Прихотливая память ведет меня извилистой тропой, уводя от Ирины Макаровой, – а на самом деле, лишь приводя к ней, только окольным путем, и я вспоминаю о других бакинцах, чья жизнь оборвалась внезапно – у каждого по-разному, у каждого по-своему, – но так и не дав им сказать своего последнего слова.
Если мои одноклассники живы и здравствуют, но, как неоднократно мною будет сказано, они – суть тени, плод моего воображения, то эти люди, став тенями, как живые стоят передо мной.
И: вот – они и все, что с ними связано; их судьбы и время, в котором они жили…
Слово и облик
23 апреля…
…«Мещане» у Товстоногова. Тоска смертная, но играют очень здорово…
К сожалению, этого человека уже нет с нами больше десяти лет.
Александр Гольдштейн – лауреат Букеровской и Анти-Букеровской премии за книгу критики, изданную в Москве.
Родился в Таллине, жил и учился в Баку, пропадал в Питере, оказался в Тель-Авиве.
Невысокого роста, очки, переезжающие переносицу, кажутся старомодным пенсне, вежлив и учтив, ничто не выдает в нем парадоксалиста и ниспровергателя основ, участника скандальных перформансов, автора отточенных по мастерству эскападных эссе.
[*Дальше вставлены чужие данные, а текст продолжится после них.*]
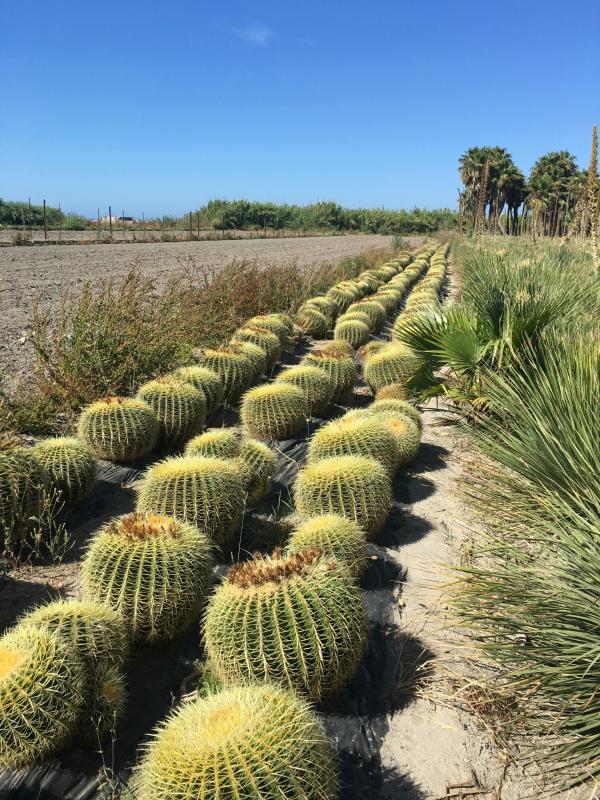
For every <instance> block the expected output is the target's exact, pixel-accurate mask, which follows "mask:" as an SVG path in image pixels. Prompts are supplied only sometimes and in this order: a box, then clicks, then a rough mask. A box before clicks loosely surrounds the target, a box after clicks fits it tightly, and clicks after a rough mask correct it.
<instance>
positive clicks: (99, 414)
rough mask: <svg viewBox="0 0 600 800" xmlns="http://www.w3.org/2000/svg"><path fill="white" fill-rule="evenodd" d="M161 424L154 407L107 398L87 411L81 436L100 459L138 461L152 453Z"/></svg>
mask: <svg viewBox="0 0 600 800" xmlns="http://www.w3.org/2000/svg"><path fill="white" fill-rule="evenodd" d="M158 434H159V425H158V420H157V419H156V416H155V414H154V411H153V410H152V408H151V407H150V406H149V405H148V403H145V402H144V401H143V400H139V399H138V398H131V397H105V398H103V399H102V400H98V401H97V402H95V403H92V404H91V405H89V406H87V407H86V408H84V409H83V411H82V412H81V414H80V416H79V422H78V424H77V435H78V436H79V438H80V439H81V440H82V441H83V442H85V443H86V444H87V445H88V447H89V448H90V449H91V450H92V452H93V453H94V454H95V455H96V456H98V458H104V459H106V460H108V461H136V460H137V459H139V458H144V456H147V455H148V454H149V453H151V452H152V450H153V449H154V447H155V446H156V443H157V441H158Z"/></svg>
Его слог умыт и крепко сколочен, обладает мощной энергетикой, которая приводит в раздражение всякого рода «образованцев» от литературы и журналистики; «о чем он пишет? – вопиют они, – к чему призывает? почему сквозь его смысл приходится продираться, как сквозь густые заросли?»; если бы знать ответы на эти «почему».
Но странное дело: во всяком случае, для меня, облик Александра Гольдштейна неизменен, как глянцевая обложка знаменитого шоколада «Альпенгольд», до той поры, пока не соприкасается со словом.
Нет, не так.
Облик его перетекает в облако,
но вот: явлено слово, звенящее, как кольчуга.
Боже мой, что делает с ним слово, как оно преобразует облик его, как корежит лик;
и: не Гольдштейн это,
а безумный Бэтмен в поисках золотого камня, в поисках совеющих словосочетаний, динамитных фраз, от которых махровые интеллигенты выпрыгивают из штанов.
«Энергейя и эргон революции» – вот название цикла статей, посвященных литературе победившего социализма. В орбиту внимания неугомонного Гольдштейна попадают оплеванный за последнее время Маяковский, облизанный Белинков, оболганный Харитонов… да мало ли еще кто?!
Полагаю книгу «Расставание с Нарциссом», в которую вошел упомянутый цикл статей, одной из лучших в сфере литературной критики за последнее десятилетие.
Право, ничего, кроме растерянности, не оставляет попытка проникнуть в суть явления по имени «Александр Гольдштейн». Ибо внешняя его оболочка суть застенчивость и робость, нерешительность и сдержанность.
Парадокс, но, став редактором некоего литературного приложения, он – по идее – должен был обрести для себя наконец некую точку опоры. Но: Боже – куда только подевались удаль и ярость, бушующие во всех его книгах? где, в каких мирах растворился азарт, наполнявший, как ветер, каждую гольдштейновскую строку?
Вот яркий пример того, как служение слову уступило служению делу, кондовому ремеслу.
Кстати, по этому поводу вспоминается и еще один смешной случай, зафиксированный в этом же дневнике.
Алла Демидова рассказывала Катаняну, как она общалась в столовой какого-то дома отдыха с Мариэттой Шагинян.
Как все глухие, «железная» Мариэтта говорила очень громко, через весь зал.
И вот она обращается таким образом к Демидовой:
– А где ты живешь в Москве?
– Там-то и там-то.
– А муж есть?
– Есть.
– А дети?
– Детей нет.
– Предохраняешься?! – орет Шагинян так, что слышно на кухне.
Может быть, редактируя свое литературное приложение, Гольдштейн предохраняется?
– Марик, дружище, привет! – это традиционный ритуал, с которого Александр, как правило, начинает нашу встречу.